For my snack party, I served the following
1. Orange punch for drinks (recipe below)
2. Garbanzo beans sundal (kondakadalai sundal)
3. Vegetable nuggets (recipe coming soon)
4. Cucumber sandwich
5. Boiled peanuts in salt water (recipe coming soon)
7. Sesame and peanut candies (store bought)
9. Tostadas with soy chunks base and salsa (recipe coming soon)
It was a long tiring weekend. It was 10.30 PM by the time the guests left. A Quick shower for myself, diaper and dress change for little S who was still sleeping and we tucked ourselves comfortably inside the duvet. As I stare at the florescent stars studded ceiling in little S’s bedroom, I am tempted and inspired by my girl friends to get started with golu set up next year. Then I hear my son moan in this sleep, that reminds me of a boisterous boy at home and nightmares of he pulling out the base-cloth freaked me out. Next year I am going to try, I assure to myself. I was fast asleep within few minutes.Today I am sharing the recipe for one of the easiest drink ever. I tasted it for the first time at my friend Prerna’s place and I loved it from the first sip. She quickly shared the recipe with me. She made it with orange concentrate and ginger ale. Since I find the store bought concentrates too sugary, I replaced it with all-natural orange juice. For extra sweetness, I use coconut palm sugar syrup (homemade) or agave nectar. You can add more or less sweetness as your taste. I have been making this punch with mango, pineapple, lychee concentrate, sometime with ginger ale or with 7up. You can explore it with different fruits you have in hand.There is no recipe for it. You can add how much ever of each ingredient you want and come up with your own drink. You can a dash of vodka for a cocktail effect. The mild sweetness from mint leaves in every sip is so refreshing. The punch from ginger ale or 7 up blends so beautifully with the orange juice. Overall this drink is a winner.

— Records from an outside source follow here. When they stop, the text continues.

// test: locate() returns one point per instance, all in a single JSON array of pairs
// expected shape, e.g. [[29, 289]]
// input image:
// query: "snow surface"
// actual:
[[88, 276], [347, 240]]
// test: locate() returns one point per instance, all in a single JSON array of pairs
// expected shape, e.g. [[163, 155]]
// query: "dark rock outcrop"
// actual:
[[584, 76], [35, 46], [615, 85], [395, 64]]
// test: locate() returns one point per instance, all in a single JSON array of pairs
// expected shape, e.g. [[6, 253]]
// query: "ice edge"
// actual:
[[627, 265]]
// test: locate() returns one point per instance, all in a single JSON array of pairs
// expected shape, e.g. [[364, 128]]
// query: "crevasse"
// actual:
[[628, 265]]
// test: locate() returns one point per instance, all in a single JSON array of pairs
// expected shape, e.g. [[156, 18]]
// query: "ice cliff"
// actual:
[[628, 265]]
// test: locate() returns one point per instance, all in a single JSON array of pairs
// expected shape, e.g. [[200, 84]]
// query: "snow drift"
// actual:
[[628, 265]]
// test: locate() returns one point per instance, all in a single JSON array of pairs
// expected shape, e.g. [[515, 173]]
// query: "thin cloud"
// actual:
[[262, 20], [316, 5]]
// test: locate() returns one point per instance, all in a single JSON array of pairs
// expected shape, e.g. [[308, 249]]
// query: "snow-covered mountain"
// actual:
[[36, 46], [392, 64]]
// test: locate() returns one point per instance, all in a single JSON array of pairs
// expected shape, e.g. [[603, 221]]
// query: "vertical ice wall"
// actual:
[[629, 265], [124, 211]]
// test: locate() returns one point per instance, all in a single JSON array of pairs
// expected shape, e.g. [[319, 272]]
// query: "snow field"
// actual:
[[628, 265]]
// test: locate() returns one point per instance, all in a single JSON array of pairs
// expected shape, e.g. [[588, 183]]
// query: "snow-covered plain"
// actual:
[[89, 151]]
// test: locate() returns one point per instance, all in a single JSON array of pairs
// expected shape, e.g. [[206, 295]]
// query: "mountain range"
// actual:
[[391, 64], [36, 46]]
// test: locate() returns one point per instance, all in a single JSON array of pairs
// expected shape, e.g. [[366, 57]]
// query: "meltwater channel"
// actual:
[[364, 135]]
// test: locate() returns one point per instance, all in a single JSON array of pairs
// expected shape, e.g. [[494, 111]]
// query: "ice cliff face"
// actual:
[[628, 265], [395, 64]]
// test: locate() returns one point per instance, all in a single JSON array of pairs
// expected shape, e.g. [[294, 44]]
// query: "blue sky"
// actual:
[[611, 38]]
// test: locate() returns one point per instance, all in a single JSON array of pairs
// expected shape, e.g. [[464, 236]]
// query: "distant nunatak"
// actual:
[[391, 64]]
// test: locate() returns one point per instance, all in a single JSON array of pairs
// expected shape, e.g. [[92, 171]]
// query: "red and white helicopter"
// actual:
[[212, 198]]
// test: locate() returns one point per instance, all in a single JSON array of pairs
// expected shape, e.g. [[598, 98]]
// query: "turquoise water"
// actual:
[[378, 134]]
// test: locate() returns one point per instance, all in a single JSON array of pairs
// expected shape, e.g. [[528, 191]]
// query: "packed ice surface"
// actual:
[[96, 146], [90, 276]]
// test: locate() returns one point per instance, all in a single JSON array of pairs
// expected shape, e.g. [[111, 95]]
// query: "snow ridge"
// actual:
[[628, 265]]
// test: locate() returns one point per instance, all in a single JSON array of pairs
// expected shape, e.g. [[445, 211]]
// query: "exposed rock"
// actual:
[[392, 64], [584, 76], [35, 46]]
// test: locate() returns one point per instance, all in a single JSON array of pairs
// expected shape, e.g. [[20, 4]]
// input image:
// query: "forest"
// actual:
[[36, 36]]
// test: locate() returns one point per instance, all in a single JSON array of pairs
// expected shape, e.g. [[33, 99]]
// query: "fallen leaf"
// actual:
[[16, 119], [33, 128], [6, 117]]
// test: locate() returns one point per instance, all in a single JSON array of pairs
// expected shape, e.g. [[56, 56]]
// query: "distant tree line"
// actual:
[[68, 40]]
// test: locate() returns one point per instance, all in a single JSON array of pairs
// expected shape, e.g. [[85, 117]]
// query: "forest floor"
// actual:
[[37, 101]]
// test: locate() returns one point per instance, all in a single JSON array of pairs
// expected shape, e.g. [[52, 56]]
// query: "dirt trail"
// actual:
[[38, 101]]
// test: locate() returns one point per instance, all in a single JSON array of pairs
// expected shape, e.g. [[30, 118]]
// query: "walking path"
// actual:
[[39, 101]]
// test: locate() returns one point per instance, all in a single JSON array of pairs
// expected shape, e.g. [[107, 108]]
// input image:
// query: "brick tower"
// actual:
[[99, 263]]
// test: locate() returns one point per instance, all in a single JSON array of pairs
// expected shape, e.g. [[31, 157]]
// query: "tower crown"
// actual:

Source: Prerna of Indian Simmer
Serves: 6 tall pitcher glass
- 6 cups ginger ale or 7 up
- 2 cups orange juice (more if you want)
- 1/4 cup coconut palm sugar syrup or agave nectar (also as per taste) or raw white sugar syrup
- 2 tablespoon fresh mint leaves – finely chopped or you could tear them too
- Mix them all together. Add some ice and serve cold.
- Make it after the guest arrives. You want the fix to stay for a long time. So make it around the time the guest come or after they arrive.
- Boil 3-4 tablespoon coconut palm sugar with 1/4 cup water and make a syrup out of it. Cool it and use it in the drink as a sweetener.